I am now leaning towards using Blender to build content for Boneeaters. Blender’s 3d format can certainly build comic panels, which is my normal method for projects like this, but it can also be used for fully animated films.
It is extremely tempting to want to do animation, as that format is the best final format possible. I went back and played a bit more of Mass Effect and yeah, that animation with lip syncing is very strong.
But it introduces some really time-expensive loops to every second of the content itself. If I’m making 24 hours of content, that would be 24 hours of animation. That’s a very tall order for a one-man shop – even getting some help, it would take roughly a full day to create 3 to 5 seconds… so 20+ years? And that’s like full time level too… yowza.
I also have zero confidence AI can get this done for me, the lack of consistency I found caused me to abandon AI as even helpful at all for now.
So that pushes me back into my format of choice, and adds yet-another big reason my format works so well. By making comic panels and then doing voice and music on top, the effort is cut back to something more reasonable.
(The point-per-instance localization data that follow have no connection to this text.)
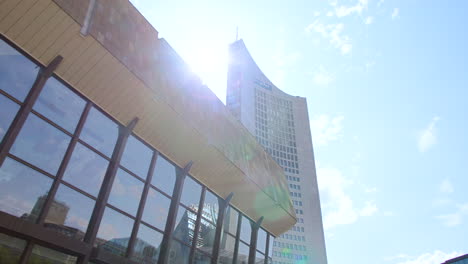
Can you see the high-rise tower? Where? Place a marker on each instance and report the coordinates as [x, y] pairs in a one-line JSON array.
[[280, 123]]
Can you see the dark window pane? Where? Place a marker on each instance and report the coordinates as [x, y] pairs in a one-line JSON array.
[[246, 230], [100, 132], [70, 212], [126, 192], [47, 255], [200, 258], [226, 249], [10, 249], [22, 190], [41, 144], [137, 157], [114, 232], [147, 244], [156, 209], [191, 194], [185, 225], [59, 104], [86, 169], [178, 253], [17, 73], [7, 114], [210, 207], [206, 235], [230, 220], [261, 240], [243, 254], [164, 175]]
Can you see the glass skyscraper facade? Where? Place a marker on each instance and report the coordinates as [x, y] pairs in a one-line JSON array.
[[280, 124]]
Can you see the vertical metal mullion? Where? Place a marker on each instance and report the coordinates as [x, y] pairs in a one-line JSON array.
[[197, 225], [63, 165], [42, 76], [171, 218], [253, 240], [223, 205], [141, 206], [96, 217]]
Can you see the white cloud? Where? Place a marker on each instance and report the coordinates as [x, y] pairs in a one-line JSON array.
[[435, 257], [446, 186], [326, 129], [456, 218], [395, 13], [427, 137], [334, 34]]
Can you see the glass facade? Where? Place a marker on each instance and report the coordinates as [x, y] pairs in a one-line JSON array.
[[62, 173]]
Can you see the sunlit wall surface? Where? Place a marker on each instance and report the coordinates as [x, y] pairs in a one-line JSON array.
[[280, 123], [70, 158]]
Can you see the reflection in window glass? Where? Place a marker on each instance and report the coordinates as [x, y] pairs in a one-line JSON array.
[[243, 254], [69, 213], [191, 194], [147, 245], [47, 255], [60, 104], [114, 232], [185, 225], [18, 198], [17, 73], [7, 114], [226, 250], [156, 209], [100, 132], [44, 149], [136, 157], [10, 248], [164, 175], [178, 253], [86, 169], [126, 192], [246, 230], [230, 220], [210, 207], [261, 240]]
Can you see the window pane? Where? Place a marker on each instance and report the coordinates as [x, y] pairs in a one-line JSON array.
[[100, 132], [147, 245], [156, 209], [261, 240], [191, 194], [114, 232], [17, 73], [164, 175], [47, 255], [185, 225], [211, 207], [41, 144], [178, 253], [10, 249], [137, 157], [7, 114], [59, 104], [22, 190], [126, 192], [226, 249], [70, 212], [246, 230], [86, 169], [243, 255], [230, 221]]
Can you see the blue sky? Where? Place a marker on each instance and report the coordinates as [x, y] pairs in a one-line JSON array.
[[386, 83]]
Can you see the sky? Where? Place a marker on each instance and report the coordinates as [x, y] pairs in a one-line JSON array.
[[386, 84]]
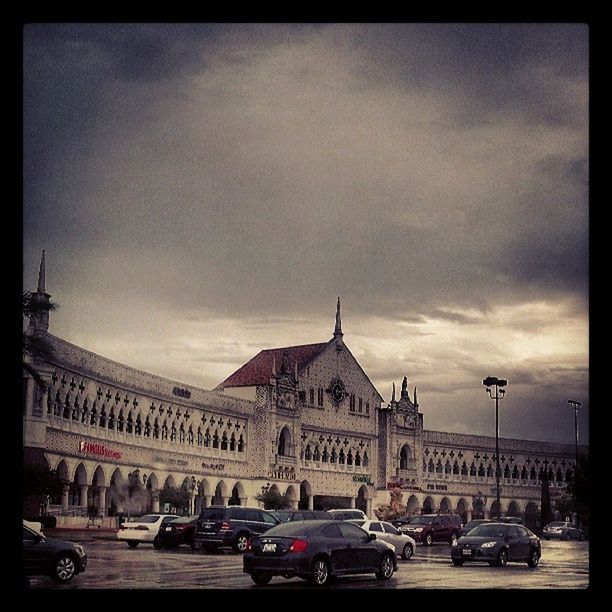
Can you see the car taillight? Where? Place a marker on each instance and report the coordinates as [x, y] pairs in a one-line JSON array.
[[298, 546]]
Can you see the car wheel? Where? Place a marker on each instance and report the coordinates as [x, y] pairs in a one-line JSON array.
[[64, 569], [320, 572], [261, 579], [534, 559], [386, 567], [241, 542], [407, 552]]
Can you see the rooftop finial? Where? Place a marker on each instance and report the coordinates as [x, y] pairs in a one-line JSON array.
[[41, 275], [338, 328]]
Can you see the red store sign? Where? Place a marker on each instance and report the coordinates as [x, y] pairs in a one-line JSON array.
[[95, 448]]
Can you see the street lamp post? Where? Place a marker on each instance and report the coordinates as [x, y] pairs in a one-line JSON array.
[[499, 384], [575, 406]]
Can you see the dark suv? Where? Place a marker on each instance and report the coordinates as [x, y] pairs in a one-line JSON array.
[[284, 516], [231, 526], [429, 528]]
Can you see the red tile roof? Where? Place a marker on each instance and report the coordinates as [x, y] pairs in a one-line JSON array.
[[258, 370]]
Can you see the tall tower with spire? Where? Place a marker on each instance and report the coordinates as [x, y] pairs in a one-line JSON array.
[[338, 328], [39, 320]]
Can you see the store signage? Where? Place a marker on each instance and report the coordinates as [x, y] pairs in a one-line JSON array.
[[95, 448], [213, 466], [438, 487], [170, 461], [181, 392], [282, 475]]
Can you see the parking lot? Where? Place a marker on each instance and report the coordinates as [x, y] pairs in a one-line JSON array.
[[112, 565]]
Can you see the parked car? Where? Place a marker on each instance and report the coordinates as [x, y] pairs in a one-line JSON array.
[[429, 528], [52, 557], [404, 545], [497, 543], [471, 524], [301, 515], [144, 529], [346, 514], [176, 532], [231, 526], [563, 530], [317, 551], [513, 520]]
I can square it with another mental pull back – my goal is to get the story out there, not just work on partial animation for my foreseeable future. So, if I consider the entire project as basically a full storyboard with voice and music, that feels like a complete project. I can also build out the entire story and add voice and music at the end… I can live with that road map.
Although I could possibly do the intro video as a full animation, that would feel like a bait & switch. It’s best if I stick to the same format for everything in the project.